En España se gestionan anualmente más de 315.000 toneladas de neumáticos al final de su vida útil (NFVU), equivalentes a unos 25 millones de neumáticos, cuya correcta gestión evita la emisión aproximada de 1,38 millones de toneladas de CO₂ al año, además de importantes ahorros de energía, agua y materias primas. Estos ahorros se producen tanto en la fase industrial como en la cadena previa de obtención de materiales.
Según recoge Tratamiento de Neumáticos Usados (TNU) con motivo del Día Mundial de la Reducción de las Emisiones de CO₂, entre las distintas opciones de gestión de los NFVU, la reutilización y el recauchutado destacan por su elevada eficiencia ambiental. Los estudios de eficiencia energética y ambiental elaborados por la Universidad Miguel Hernández ponen de manifiesto que el recauchutado evita entre un 50% y un 60% de las emisiones de CO₂ asociadas a la fabricación de un neumático de turismo, lo que supone un ahorro medio de entre 25 y 30 kg de CO₂ por neumático. A ello se suma un ahorro energético cercano al 70% y una reducción de hasta el 75% en el consumo de materias primas.
En el caso de los neumáticos utilizados en autobuses, el impacto ambiental positivo es mayor: el recauchutado permite evitar hasta el 75% de las emisiones de CO₂ asociadas a la fabricación de un neumático nuevo, lo que supone un ahorro aproximado de entre 120 y 150 kg de CO₂ por neumático, además de importantes reducciones en el consumo de energía, agua y materias primas.
COMPRA PÚBLICA VERDE Y FLOTAS DE TRANSPORTE
La entidad recuerda que la compra pública verde constituye un instrumento clave para acelerar estos beneficios ambientales. En España, las administraciones y empresas públicas gestionan más de 1,2 millones de vehículos, entre turismos, furgonetas y grandes flotas de transporte, con un peso especialmente relevante de los autobuses urbanos e interurbanos, que concentran un elevado consumo de neumáticos a lo largo del año.
Por ejemplo, la flota de autobuses urbanos de EMT Valencia, compuesta por alrededor de 480 vehículos, muestra el potencial de estas medidas. El recauchutado de un juego de neumáticos por autobús evitaría hasta un 75% las emisiones de CO₂ asociadas a su fabricación, lo que se traduce en un ahorro aproximado de entre 360 y 450 toneladas de CO₂ en una sola renovación de neumáticos de esta flota urbana. Además de los beneficios ambientales, el recauchutado de neumáticos aporta un ahorro económico significativo entre el 30% y el 40% respecto a un neumático nuevo.

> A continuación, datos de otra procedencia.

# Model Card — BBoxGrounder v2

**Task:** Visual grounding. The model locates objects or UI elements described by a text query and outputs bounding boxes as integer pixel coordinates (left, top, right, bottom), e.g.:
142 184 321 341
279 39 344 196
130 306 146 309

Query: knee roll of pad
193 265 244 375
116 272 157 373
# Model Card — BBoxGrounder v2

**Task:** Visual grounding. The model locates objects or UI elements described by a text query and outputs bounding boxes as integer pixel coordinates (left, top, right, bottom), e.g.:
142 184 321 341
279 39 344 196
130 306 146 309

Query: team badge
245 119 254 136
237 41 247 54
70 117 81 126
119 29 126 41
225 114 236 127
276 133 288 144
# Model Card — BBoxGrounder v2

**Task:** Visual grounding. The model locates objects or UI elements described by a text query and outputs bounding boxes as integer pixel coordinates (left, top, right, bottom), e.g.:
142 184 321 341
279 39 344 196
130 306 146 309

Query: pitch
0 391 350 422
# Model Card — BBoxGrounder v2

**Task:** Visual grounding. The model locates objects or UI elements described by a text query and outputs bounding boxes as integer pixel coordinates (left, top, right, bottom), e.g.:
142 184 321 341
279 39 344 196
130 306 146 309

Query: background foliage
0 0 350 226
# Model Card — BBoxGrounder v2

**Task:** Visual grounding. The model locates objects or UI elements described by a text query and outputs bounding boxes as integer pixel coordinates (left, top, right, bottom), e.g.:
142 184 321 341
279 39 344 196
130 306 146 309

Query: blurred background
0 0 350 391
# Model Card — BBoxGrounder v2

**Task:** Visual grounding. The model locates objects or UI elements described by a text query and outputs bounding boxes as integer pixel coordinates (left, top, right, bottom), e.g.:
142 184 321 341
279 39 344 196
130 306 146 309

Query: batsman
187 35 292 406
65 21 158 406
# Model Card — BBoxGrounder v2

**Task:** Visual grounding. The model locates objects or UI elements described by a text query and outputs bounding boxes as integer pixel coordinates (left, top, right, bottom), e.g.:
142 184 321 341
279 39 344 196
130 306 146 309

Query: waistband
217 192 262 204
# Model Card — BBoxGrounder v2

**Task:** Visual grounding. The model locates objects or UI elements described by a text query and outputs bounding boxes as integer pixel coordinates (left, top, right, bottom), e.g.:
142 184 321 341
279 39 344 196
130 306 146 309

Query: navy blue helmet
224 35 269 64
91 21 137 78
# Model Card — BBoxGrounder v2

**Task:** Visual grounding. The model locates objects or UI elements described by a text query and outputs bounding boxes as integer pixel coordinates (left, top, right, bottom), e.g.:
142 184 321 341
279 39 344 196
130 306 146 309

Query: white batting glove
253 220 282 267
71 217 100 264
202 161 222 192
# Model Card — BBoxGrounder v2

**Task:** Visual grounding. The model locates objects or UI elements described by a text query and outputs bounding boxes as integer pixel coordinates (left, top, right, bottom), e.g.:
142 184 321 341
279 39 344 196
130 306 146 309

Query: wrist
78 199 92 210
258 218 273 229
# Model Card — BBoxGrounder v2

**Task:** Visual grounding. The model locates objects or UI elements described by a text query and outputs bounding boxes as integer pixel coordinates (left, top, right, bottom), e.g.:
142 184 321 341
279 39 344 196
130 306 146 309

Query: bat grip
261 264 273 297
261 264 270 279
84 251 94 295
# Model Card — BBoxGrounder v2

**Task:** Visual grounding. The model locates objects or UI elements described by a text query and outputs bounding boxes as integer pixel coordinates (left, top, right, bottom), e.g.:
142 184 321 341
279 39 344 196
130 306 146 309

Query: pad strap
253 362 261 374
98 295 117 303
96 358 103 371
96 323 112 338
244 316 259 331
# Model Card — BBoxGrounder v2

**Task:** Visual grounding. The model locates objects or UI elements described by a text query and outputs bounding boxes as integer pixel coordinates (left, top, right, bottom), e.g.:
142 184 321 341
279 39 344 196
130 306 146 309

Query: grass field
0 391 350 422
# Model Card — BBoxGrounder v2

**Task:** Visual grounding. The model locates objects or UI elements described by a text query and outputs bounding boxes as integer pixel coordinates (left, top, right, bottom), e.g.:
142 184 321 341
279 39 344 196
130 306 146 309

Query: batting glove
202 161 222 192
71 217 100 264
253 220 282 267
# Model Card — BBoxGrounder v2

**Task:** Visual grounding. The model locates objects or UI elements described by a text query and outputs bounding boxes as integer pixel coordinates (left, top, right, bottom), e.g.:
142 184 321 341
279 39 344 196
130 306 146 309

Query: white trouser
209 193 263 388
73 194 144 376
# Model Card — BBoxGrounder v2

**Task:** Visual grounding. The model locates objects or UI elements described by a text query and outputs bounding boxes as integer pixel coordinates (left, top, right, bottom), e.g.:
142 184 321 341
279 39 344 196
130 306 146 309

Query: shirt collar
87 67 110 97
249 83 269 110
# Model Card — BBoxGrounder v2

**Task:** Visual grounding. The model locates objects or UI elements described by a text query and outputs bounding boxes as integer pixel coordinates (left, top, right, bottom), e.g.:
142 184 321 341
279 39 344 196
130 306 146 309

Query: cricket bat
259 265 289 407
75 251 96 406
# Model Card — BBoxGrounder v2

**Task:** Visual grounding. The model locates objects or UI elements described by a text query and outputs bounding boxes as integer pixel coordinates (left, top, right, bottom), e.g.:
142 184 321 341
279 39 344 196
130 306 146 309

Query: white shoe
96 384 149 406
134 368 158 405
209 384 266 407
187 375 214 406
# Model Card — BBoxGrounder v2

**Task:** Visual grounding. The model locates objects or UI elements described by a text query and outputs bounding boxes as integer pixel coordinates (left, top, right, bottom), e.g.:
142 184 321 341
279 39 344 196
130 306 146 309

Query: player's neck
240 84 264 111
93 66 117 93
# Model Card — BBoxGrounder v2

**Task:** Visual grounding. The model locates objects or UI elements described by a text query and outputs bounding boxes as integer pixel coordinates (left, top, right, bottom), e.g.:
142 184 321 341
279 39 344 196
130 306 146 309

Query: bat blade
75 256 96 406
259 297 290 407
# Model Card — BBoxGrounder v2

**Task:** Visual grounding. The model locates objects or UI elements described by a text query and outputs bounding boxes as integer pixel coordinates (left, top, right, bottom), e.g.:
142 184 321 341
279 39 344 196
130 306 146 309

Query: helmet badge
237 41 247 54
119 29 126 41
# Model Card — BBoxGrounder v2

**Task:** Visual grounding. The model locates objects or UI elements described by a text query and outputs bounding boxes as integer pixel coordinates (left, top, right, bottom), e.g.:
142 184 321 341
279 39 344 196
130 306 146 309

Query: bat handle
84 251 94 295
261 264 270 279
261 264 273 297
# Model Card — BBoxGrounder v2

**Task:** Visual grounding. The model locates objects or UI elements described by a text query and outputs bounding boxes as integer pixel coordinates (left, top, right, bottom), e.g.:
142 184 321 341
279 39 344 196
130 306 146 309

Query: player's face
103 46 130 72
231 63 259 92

"Integrar criterios de compra pública verde en la contratación de neumáticos permitiría reducir emisiones, disminuir el consumo de recursos y reforzar la coherencia entre las políticas de movilidad sostenible y los objetivos climáticos. Además, esta estrategia contribuiría a apoyar a las empresas nacionales de recauchutado, un sector industrial estratégico que genera empleo local y especializado y que se encuentra sometido a una fuerte presión de importaciones", señala TNU.